Don Giovanni Captured: Performance, Media, Myth | National Humanities Center

Work of the Fellows: Monographs

Don Giovanni Captured: Performance, Media, Myth

By Richard Will (NHC Fellow, 2009–10)

Don Giovanni Captured

Chicago: The University of Chicago Press, 2022

From the publisher’s description:

Don Giovanni Captured considers the life of a single opera, engaging with the entire history of its recorded performance.

Mozart’s opera Don Giovanni has long inspired myths about eros and masculinity. Over time, its performance history has revealed a growing trend toward critique—an increasing effort on the part of performers and directors to highlight the violence and predatoriness of the libertine central character, alongside the suffering and resilience of his female victims.

In Don Giovanni Captured, Richard Will sets out to analyze more than a century’s worth of recorded performances of the opera, tracing the ways it has changed from one performance to another and from one generation to the next.

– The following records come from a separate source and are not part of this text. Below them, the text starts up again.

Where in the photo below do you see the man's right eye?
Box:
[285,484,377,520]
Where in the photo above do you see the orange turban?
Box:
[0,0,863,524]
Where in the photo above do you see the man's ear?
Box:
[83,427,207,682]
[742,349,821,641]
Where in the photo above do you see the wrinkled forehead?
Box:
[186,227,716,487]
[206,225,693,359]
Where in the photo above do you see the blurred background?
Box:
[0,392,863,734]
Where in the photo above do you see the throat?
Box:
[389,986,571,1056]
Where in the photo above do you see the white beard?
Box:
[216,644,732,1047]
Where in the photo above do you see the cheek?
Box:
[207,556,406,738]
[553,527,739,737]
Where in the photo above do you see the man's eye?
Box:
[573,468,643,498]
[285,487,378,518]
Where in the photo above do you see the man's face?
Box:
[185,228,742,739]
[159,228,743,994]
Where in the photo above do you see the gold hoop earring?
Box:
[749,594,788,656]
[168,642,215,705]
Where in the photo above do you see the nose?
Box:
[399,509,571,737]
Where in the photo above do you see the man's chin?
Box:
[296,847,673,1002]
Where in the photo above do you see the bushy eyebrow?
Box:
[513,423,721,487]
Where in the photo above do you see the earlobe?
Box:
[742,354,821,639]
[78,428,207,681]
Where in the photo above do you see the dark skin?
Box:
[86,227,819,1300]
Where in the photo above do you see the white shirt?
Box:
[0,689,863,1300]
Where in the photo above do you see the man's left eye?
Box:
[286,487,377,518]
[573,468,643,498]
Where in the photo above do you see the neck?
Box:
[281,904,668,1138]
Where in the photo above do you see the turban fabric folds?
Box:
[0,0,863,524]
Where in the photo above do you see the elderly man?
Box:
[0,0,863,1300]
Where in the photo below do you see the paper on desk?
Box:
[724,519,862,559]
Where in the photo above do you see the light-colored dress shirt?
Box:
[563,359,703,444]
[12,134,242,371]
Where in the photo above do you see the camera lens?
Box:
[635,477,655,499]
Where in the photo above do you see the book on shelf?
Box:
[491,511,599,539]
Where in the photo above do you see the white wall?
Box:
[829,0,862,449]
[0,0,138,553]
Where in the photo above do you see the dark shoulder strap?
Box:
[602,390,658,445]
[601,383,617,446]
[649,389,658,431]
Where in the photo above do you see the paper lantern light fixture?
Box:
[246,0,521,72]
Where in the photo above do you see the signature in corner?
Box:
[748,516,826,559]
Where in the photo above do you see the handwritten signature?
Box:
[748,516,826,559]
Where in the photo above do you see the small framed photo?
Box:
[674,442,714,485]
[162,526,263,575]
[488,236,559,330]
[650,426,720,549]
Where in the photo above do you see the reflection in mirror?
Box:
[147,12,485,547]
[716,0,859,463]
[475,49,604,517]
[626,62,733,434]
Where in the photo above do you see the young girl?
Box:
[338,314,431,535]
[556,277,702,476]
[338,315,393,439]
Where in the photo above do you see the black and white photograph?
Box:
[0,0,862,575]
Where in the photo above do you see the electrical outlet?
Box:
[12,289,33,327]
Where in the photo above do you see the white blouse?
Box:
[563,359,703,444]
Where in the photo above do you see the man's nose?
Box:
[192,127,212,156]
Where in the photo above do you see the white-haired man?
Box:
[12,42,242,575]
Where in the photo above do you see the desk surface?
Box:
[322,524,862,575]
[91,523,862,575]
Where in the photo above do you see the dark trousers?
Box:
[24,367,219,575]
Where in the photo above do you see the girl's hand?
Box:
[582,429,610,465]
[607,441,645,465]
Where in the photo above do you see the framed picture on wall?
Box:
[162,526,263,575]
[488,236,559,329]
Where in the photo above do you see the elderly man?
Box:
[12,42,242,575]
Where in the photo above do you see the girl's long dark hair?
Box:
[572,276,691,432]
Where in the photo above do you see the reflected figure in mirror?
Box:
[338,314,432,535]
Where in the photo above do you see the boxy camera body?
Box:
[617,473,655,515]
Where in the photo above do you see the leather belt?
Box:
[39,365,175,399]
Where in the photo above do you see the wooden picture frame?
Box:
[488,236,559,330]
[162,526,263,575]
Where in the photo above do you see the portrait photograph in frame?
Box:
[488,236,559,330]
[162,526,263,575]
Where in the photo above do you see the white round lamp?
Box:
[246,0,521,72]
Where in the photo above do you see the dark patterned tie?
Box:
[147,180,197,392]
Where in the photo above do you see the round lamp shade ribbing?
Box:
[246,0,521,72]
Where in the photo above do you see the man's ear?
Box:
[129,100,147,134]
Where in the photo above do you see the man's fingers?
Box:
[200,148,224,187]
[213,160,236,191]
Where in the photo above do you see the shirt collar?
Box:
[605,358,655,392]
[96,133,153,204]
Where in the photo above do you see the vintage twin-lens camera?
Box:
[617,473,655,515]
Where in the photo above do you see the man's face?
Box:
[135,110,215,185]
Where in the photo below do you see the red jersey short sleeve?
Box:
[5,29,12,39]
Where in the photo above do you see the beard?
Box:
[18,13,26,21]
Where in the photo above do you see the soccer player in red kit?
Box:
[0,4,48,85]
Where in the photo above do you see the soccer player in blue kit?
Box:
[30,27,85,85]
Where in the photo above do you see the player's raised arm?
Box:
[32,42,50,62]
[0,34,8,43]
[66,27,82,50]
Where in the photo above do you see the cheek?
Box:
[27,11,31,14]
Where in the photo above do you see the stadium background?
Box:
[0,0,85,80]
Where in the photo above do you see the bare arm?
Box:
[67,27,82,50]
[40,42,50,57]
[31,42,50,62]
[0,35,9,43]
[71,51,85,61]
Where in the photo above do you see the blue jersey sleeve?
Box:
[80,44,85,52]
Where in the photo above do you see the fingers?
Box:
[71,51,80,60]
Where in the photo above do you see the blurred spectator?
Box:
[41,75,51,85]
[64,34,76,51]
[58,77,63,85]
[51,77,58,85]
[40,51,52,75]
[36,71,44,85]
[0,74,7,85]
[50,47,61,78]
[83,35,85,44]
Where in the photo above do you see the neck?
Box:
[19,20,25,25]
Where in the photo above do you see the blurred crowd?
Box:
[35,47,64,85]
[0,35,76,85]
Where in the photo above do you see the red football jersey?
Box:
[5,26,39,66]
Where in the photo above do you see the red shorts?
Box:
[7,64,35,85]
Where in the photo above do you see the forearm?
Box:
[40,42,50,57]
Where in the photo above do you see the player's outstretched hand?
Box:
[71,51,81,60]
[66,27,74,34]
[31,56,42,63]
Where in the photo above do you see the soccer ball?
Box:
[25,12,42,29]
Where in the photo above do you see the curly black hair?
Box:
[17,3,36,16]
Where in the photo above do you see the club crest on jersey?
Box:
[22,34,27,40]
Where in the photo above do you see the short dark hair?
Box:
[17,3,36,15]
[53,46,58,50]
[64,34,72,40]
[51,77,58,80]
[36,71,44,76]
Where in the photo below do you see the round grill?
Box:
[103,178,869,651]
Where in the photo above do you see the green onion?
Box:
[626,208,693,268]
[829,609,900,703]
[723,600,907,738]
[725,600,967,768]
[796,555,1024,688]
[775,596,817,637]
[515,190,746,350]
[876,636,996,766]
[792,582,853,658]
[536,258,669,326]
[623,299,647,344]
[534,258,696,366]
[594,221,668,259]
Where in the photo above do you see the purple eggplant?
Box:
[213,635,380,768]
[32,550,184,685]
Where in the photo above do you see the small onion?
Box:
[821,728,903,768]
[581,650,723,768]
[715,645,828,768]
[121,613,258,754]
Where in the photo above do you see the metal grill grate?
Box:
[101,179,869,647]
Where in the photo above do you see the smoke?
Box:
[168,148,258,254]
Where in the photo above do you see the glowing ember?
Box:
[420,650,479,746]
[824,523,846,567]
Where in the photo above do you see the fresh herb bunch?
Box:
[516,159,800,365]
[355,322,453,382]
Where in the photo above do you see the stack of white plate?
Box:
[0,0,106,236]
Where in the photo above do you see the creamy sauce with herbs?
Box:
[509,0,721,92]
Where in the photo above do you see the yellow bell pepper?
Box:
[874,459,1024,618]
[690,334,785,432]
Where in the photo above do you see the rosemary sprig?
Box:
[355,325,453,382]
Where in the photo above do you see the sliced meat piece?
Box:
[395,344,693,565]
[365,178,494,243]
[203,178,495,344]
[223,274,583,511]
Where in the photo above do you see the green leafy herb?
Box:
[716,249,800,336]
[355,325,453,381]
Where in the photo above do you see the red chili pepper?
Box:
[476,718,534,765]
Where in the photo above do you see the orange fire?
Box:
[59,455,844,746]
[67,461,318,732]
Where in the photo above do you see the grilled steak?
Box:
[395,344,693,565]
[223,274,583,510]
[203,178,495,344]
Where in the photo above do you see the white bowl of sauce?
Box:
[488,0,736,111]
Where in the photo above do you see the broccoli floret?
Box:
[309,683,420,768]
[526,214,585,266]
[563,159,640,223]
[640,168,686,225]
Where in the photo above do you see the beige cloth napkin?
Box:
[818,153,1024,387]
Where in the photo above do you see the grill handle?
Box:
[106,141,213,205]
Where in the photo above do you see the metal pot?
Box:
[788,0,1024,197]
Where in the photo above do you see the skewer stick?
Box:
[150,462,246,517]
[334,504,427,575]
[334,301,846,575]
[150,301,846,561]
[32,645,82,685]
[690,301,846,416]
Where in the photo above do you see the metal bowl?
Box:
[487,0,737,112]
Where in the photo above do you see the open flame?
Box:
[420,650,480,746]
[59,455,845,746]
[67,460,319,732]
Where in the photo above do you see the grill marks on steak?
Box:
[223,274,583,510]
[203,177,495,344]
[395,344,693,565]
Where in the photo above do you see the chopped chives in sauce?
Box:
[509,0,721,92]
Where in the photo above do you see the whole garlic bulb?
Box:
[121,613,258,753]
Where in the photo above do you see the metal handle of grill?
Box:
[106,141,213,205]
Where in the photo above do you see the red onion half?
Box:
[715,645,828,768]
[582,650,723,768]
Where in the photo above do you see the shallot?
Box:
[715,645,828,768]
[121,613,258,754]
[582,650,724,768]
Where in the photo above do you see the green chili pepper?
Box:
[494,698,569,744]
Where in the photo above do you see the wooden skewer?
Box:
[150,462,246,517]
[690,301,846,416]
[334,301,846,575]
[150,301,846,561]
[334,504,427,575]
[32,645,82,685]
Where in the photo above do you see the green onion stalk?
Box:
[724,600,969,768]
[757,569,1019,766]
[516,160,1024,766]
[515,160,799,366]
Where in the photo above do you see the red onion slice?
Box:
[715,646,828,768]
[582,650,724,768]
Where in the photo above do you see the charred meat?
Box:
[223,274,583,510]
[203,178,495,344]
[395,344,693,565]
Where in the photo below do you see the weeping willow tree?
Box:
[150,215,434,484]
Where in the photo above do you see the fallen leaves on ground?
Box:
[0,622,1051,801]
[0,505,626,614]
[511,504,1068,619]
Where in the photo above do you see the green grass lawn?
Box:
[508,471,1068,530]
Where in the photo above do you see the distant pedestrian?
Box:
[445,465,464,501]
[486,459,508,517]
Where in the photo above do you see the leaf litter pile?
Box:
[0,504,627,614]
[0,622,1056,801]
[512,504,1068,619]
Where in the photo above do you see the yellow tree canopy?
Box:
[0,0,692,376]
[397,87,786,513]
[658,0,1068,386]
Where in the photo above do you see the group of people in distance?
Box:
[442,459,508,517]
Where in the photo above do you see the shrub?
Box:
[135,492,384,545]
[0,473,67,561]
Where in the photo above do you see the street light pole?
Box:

Will consults audio recordings, starting with wax cylinders and 78s, as well as video recordings, including DVDs, films, and streaming videos. As Will argues, recordings and other media shape our experience of opera as much as live performance does. Seen as a historical record, opera recordings are also a potent reminder of the refusal of works such as Don Giovanni to sit still. By choosing a work with such a rich and complex tradition of interpretation, Will helps us see Don Giovanni as a standard-bearer for evolving ideas about desire and power, both on and off the stage.

Subjects
Music / Film and Media / Opera / Sound Recording and Reproduction / History of Music / Don Giovanni / Wolfgang Amadeus Mozart /

Will, Richard (NHC Fellow, 2009–10). Don Giovanni Captured: Performance, Media, Myth. Opera Lab: Explorations in History, Technology, and Performance. Chicago: The University of Chicago Press, 2022.